Carla Casciari, sempre in riferimento ai luoghi indicati come prioritari per l’installazione delle colonnine di ricarica, rimarca che “tra i giovani, in particolare studenti di scuola secondaria superiore e università, si sta diffondendo una spiccata sensibilità verso la mobilità alternativa, in considerazione dei contenuti costi per il rifornimento, le agevolazioni su parcheggi e i permessi di accesso alle zone a traffico limitato. Questo atteggiamento responsabile, se sostenuto e incentivato, potrebbe rappresentare un moltiplicatore di buone pratiche e promuovere fra le giovani generazioni una nuova consapevolezza sui temi dell’ambiente, oltre che aumentare il volume di traffico derivante da auto elettriche”.

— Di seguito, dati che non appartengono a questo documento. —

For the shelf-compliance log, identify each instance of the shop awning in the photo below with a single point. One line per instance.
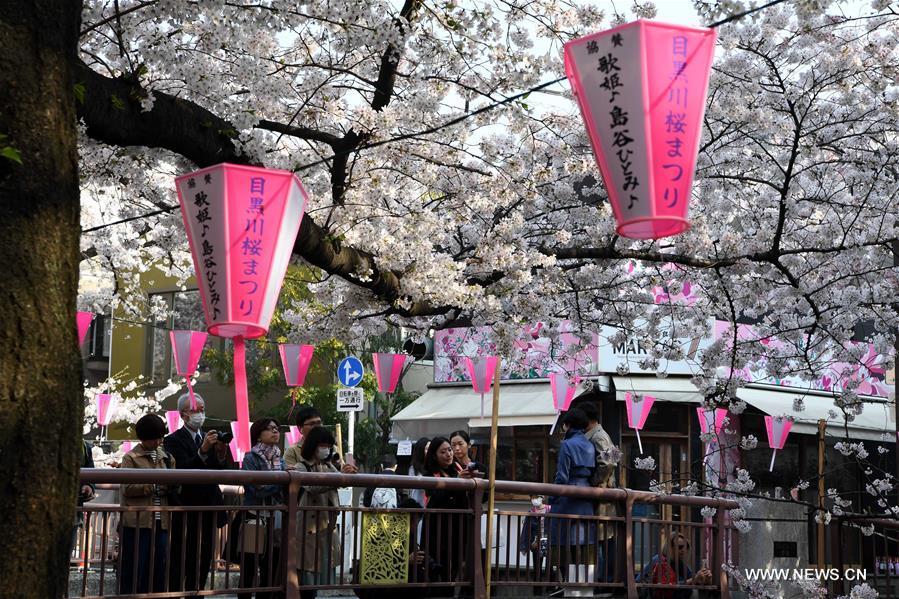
(877, 419)
(670, 388)
(440, 410)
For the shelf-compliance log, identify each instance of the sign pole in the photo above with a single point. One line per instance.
(494, 433)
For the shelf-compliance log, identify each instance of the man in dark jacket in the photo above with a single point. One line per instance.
(193, 533)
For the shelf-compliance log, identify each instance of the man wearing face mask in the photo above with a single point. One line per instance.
(194, 449)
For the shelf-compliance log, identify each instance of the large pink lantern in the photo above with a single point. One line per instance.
(638, 407)
(778, 428)
(388, 368)
(83, 321)
(481, 371)
(563, 391)
(641, 88)
(187, 347)
(242, 224)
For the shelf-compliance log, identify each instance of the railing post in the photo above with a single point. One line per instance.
(289, 557)
(477, 572)
(720, 552)
(631, 582)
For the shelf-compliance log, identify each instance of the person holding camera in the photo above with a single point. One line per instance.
(191, 554)
(140, 528)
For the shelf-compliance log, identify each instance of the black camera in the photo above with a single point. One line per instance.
(224, 437)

“Gli studi effettuati sull’autonomia dei veicoli elettrici – rileva il consigliere Casciari – dimostrano che questi possono rappresentare una valida alternativa per gli spostamenti a corto raggio, la cosiddetta mobilità pendolare. Tuttavia, pur risultando sufficiente la ricarica completa che si effettua primariamente presso il proprio domicilio, le colonnine di ricarica pubbliche potrebbero avere rilevanza strategica se posizionate in posti facilmente accessibili e se fossero dotate di tecnologie di ricarica tali da garantire ricariche di pochi minuti (anche se parziali) compatibili con lo spostamento quotidiano e l’eventuale imprevisto”.

Casciari ricorda poi che “il Piano nazionale infrastrutturale per la ricarica dei veicoli alimentati ad energia elettrica (PNIRE), approvato nel settembre 2014, ha individuato nel ‘Bando a favore delle Regioni per il finanziamento di reti di ricarica dedicate a veicoli elettrici’ lo strumento per avviare le azioni di sviluppo della rete di ricarica. La Regione Umbria ha partecipato al bando in questione e al progetto ‘Turismo Ecosostenibile regionale’ è stato concesso un finanziamento di 240mila euro, risorse con le quali si procederà all’acquisto e all’installazione di 24 colonnine di ricarica nei Comuni firmatari del protocollo d’intesa per l’implementazione nel territorio regionale di una rete infrastrutturale per la ricarica dei veicoli alimentati ad energia elettrica”.